The astonishing photo (above) is real, not something produced by photoshop. It was taken last Friday by Cambridge University Spaceflight, a team of students who have entered a competition to send a low cost rocket into space. It shows one of my children's science fiction books, Dark Visitor, held out against a black sky with the curved earth below. That blue shimmer you see along the earth's curvature is the atmosphere.

The photo was one of thousands taken during a dawn launch of their balloon Nova 8. They were testing new telemetry and tracking systems, all highly successful as it turned out. There were also several small cameras taking still and video pictures. The project calls for a rocket to be launched from a balloon at its top altitude, and to reach 100km high with its small payload. In July the team twice broke the altitude record for an amateur balloon; typically they reach about 33.25km, so the rocket will have a head start without atmospheric resistance.
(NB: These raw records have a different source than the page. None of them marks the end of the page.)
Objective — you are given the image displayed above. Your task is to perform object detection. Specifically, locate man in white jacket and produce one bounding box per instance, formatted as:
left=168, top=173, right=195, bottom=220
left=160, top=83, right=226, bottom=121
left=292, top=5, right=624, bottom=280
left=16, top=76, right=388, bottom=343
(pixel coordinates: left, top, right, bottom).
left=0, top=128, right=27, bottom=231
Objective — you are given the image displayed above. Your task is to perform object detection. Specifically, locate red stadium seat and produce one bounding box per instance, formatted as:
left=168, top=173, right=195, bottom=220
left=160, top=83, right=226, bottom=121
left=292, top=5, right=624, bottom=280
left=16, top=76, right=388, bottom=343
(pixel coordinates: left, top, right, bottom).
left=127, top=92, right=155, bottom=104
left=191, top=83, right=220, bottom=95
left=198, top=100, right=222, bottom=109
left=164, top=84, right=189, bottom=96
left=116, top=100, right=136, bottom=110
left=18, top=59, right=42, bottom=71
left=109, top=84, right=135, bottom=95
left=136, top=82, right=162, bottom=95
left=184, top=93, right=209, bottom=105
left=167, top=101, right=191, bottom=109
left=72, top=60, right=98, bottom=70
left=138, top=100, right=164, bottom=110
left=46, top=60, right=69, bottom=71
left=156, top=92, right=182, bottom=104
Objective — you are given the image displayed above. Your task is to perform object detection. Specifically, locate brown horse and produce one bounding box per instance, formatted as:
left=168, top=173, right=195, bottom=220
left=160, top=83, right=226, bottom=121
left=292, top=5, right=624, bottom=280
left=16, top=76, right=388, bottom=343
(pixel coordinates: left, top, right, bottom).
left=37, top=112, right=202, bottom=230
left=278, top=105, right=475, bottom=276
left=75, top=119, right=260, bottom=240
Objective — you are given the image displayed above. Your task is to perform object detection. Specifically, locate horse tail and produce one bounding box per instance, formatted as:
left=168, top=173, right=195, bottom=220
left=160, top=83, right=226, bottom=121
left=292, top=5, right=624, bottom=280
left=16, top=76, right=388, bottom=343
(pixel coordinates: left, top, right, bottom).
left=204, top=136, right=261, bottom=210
I find it exhilarating to find such a spirit of adventure and enterprise in a British university. Space has been largely the domain of governments. Burt Rutan changed that by winning the Ansari X-Prize with SpaceShipOne. Its budget of $25m was tiny compared to NASA, but here are students reaching into space with a shoestring. Their budget is in the low thousands., and they use their ingenuity and problem-solving skills to reach into space with it. It's exciting to see that a culture of regulation and playing it safe has not blunted the limitless aspiration so essential if humankind is to continue to progress in the future.